A favor de terminar la guerra se están manifestando las grandes corporaciones perjudicadas por el deterioro de la economía mundial, algunas potencias del Golfo que rechazan verse arrastradas al conflicto, un número creciente de líderes internacionales que no adivinan la salida al empate asimétrico entre los contendientes y, aunque en sordina por el momento, también los congresistas republicanos que advierten el riesgo de no revalidar su mandato en las elecciones parciales de noviembre. A todos ellos Trump les asegura que se esfuerza en negociar el fin de unas hostilidades que él mismo propició al romper en su primer mandato el acuerdo con Irán alcanzado por Obama, lanzar un ataque contra sus instalaciones nucleares el pasado mes de junio y autorizar ahora una agresión a gran escala sin cobertura legal, ni interna ni internacional.

Prolongar la guerra no llevará a la victoria a EE.UU. y causará una recesión mundial

Quienes presionan a Trump para que ponga fin al conflicto saben tan bien como él que cualquier solución diplomática equivale en este punto a una derrota militar, pero a esta cruda evidencia anteponen una certeza no menos cruda: prolongarlo no llevará a la victoria de Estados Unidos, y provocará una incontrolable recesión mundial. Paradójicamente, estos mismos argumentos son los que emplean quienes presionan a Trump para que siga adelante, alegando que cuando nada bueno cabe esperar en una coyuntura, la única alternativa es perseverar y ganar tiempo, confiando en que cambie. Netanyahu y su gobierno dan incluso una vuelta interesada al argumento, puesto que, a efectos de su estrategia, colocar el foco de la presión internacional en Estados Unidos y su guerra contra Irán lo aleja de la agresión que Israel perpetra contra el Líbano, además de su responsabilidad por haber arrastrado a Trump a una aventura insensata. De no alcanzar el objetivo máximo de destruir el régimen de los ayatolás, Israel se cree en condiciones de restablecer en Líbano la franja de seguridad de la que Hizbolá le obligó a retirarse en 2000.

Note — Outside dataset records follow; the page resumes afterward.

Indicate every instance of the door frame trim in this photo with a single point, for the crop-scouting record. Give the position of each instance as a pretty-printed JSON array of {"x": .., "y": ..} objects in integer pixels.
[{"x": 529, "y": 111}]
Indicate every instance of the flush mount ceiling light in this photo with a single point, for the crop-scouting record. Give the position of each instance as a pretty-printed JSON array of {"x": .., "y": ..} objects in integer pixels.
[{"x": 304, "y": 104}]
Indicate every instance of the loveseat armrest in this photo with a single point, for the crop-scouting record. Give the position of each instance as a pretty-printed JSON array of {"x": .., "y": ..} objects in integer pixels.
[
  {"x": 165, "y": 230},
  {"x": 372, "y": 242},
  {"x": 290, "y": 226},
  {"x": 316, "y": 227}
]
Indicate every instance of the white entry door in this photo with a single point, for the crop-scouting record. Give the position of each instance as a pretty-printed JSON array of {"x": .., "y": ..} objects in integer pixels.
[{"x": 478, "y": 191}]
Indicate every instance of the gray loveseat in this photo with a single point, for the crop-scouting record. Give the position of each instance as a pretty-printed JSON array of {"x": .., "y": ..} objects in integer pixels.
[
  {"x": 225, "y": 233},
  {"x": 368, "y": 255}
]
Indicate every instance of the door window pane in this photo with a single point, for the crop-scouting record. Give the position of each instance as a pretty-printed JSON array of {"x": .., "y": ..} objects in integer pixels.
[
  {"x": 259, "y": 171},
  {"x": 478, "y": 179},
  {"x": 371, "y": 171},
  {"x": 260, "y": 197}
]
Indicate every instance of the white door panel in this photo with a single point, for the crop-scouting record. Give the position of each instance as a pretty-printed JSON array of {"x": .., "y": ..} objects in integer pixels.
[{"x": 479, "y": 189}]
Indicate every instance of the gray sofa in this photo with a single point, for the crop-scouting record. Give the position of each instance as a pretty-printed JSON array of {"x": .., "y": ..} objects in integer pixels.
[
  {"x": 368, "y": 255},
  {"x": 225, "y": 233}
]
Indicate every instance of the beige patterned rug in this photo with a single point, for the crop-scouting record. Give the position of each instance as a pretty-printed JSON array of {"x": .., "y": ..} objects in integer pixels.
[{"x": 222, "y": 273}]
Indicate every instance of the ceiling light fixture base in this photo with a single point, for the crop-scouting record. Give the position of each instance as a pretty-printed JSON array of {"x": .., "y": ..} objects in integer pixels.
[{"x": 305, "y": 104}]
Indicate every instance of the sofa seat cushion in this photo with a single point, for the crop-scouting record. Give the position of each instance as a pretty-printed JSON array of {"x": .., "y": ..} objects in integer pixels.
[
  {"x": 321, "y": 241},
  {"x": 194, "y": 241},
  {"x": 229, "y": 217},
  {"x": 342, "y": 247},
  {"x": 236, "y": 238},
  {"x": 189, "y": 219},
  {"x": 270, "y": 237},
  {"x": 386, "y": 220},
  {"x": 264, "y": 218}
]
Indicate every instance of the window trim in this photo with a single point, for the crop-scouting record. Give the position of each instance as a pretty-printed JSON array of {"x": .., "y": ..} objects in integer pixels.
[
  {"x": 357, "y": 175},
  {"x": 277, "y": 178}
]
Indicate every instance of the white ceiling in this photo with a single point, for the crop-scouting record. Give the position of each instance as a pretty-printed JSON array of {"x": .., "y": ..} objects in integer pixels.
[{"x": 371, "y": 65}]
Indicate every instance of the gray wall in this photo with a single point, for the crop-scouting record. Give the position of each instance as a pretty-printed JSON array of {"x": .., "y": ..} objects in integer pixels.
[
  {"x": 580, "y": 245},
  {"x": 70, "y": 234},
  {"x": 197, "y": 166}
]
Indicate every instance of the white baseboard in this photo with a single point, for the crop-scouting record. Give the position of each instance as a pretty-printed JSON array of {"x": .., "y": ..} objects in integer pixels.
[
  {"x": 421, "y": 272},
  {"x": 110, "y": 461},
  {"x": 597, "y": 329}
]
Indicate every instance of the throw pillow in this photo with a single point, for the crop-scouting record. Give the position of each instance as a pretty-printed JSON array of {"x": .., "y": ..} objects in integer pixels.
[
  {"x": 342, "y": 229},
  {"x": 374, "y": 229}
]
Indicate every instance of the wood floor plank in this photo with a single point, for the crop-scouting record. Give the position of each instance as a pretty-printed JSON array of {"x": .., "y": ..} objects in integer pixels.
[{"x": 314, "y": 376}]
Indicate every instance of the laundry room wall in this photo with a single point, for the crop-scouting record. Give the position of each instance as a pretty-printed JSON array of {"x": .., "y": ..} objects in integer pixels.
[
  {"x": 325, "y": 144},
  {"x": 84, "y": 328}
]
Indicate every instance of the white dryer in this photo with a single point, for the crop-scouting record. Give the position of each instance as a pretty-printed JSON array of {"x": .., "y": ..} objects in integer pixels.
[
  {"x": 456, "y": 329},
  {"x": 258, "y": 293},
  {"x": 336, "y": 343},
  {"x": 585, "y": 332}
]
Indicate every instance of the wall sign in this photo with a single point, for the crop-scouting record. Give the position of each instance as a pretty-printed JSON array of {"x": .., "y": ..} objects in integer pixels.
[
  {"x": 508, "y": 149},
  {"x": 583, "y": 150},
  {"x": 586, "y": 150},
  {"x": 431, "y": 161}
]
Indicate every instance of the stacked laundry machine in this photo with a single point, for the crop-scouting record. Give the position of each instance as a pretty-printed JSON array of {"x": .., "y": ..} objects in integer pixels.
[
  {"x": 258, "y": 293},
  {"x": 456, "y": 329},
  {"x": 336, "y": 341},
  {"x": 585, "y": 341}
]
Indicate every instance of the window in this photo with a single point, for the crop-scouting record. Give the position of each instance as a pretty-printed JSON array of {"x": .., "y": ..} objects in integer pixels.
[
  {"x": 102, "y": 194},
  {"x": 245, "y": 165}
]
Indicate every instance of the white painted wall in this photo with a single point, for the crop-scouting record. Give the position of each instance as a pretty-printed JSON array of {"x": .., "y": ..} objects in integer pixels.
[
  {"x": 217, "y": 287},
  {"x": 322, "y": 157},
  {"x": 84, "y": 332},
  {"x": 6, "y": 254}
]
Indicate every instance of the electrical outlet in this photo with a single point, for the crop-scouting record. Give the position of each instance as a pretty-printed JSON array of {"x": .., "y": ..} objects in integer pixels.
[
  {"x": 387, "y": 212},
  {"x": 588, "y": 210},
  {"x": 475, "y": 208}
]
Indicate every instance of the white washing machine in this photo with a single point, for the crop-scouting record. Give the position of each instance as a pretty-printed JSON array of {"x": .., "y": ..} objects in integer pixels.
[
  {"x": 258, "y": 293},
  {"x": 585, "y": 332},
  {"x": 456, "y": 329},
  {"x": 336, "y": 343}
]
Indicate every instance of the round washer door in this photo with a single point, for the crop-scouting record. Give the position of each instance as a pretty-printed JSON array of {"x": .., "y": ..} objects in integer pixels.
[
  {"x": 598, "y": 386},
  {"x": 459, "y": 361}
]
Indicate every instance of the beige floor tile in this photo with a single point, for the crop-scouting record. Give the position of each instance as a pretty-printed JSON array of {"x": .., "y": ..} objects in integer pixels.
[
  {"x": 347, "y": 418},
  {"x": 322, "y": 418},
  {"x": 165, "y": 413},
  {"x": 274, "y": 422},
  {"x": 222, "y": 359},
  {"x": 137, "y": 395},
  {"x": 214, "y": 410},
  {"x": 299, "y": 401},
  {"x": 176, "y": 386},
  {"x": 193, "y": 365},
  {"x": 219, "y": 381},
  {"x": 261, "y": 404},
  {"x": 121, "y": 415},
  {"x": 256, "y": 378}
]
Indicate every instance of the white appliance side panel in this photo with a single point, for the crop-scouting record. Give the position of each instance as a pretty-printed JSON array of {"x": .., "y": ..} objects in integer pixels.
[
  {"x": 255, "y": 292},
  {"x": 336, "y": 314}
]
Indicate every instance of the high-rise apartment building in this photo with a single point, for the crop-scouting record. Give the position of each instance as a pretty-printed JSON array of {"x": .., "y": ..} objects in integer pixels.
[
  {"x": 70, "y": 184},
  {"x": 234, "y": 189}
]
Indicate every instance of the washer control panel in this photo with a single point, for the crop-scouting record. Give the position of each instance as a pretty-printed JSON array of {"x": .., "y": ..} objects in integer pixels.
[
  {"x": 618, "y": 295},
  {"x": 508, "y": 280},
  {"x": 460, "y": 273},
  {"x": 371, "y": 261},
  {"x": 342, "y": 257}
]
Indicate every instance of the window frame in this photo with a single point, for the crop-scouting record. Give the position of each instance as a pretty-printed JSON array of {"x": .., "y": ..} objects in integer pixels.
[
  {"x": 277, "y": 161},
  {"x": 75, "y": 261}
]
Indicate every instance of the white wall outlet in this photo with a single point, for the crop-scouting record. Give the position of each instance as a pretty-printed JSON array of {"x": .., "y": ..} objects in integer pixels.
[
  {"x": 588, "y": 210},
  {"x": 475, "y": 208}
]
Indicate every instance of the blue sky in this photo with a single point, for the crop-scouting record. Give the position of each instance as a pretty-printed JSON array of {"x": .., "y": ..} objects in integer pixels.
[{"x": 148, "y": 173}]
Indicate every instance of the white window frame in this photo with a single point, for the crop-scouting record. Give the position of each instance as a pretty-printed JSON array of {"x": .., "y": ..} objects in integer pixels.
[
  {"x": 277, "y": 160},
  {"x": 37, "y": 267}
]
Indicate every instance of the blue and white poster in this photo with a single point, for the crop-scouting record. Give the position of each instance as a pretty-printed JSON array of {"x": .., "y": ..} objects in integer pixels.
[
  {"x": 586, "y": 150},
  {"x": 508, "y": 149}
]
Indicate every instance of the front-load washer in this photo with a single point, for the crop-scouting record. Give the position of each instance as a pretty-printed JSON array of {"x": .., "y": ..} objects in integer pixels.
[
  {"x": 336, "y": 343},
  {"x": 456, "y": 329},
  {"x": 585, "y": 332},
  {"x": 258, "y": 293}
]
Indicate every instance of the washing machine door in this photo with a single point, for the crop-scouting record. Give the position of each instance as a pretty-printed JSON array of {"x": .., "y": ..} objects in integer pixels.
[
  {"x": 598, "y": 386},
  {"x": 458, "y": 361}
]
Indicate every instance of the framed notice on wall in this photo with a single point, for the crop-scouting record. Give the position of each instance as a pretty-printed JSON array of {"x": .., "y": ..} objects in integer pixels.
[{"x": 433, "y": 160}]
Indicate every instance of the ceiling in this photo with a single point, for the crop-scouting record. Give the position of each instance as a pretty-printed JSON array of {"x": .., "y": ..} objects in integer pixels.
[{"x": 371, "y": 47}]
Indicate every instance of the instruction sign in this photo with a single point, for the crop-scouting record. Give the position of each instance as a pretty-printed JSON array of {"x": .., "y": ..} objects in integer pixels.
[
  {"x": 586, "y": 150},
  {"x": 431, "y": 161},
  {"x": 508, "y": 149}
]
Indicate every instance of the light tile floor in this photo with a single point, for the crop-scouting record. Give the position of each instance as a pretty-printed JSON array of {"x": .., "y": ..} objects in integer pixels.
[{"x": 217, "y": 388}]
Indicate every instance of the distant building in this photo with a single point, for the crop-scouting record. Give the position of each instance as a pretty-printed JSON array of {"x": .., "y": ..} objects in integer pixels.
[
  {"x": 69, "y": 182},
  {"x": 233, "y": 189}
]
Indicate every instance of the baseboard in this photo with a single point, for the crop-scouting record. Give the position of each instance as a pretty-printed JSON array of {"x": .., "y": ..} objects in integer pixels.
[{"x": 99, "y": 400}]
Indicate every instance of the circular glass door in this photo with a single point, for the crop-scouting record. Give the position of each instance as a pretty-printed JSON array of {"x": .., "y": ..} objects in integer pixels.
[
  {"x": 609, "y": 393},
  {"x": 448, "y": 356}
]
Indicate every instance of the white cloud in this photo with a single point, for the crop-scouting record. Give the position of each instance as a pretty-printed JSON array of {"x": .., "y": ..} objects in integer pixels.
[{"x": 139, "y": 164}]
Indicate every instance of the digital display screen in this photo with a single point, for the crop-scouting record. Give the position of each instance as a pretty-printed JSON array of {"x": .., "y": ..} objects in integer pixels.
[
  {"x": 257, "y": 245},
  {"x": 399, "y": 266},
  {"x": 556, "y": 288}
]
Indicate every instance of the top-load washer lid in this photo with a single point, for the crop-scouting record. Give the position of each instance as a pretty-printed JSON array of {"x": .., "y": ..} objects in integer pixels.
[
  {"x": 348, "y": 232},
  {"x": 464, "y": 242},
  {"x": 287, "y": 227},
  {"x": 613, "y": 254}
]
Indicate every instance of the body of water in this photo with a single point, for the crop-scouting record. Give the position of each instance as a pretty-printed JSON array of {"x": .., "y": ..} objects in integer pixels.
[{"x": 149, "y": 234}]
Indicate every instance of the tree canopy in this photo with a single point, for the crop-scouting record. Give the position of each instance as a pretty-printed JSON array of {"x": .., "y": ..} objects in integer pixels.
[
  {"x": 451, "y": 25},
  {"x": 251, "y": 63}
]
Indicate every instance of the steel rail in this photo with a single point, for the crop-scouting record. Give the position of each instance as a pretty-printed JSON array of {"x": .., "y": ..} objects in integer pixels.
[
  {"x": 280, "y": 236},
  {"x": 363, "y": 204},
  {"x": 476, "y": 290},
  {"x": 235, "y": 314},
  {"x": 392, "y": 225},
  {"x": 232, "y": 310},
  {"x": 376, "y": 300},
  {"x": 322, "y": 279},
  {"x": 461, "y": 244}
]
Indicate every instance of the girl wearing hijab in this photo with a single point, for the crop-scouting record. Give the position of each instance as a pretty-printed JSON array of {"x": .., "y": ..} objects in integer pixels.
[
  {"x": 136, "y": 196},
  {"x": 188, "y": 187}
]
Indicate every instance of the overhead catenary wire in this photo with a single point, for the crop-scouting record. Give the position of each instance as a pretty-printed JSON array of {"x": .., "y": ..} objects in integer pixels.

Son estas presiones para prolongar la guerra las que Trump está tratando de contrarrestar anunciando el envío de tropas, mientra que al tiempo, y para contrarrestar las presiones contrarias, se compromete a buscar una salida diplomática. En la mentalidad de Trump, es probable que la incoherencia no lo parezca porque, para él, negociar es el nombre que recibe la humillación de la parte más débil cuando es forzada a ceder ante la más fuerte: Irán, parece pensar Trump, cederá ante la amenaza del envío de tropas y negociará, y habré tenido razón al hacer dos anuncios contradictorios. La incoherencia, sin embargo, existe, y Trump no podrá convivir con ella por tiempo indefinido, intentando liberarse de las presiones de uno y otro signo mediante la abolición de cualquier lógica que implique que, si se hace una cosa, es porque no se hace la contraria. Y más si se toma en consideración que la amenaza de enviar diez mil soldados para ocupar un país que se dispone a reclutar un millón resultaría ridícula sin el precedente de Vietnam, luego reiterado en Irak y Afganistán. Kennedy y Johnson también creyeron, como Trump, que bastaría un pequeño esfuerzo militar adicional para romper el empate asimétrico entre la parte más fuerte y la más débil.

Cuando Washington quiso reaccionar, la única salida practicable era poner fin a una guerra que nunca debió haber empezado, asumiendo la derrota. La misma derrota que, si nada lo remedia, estaría acechando en las decisiones de Trump.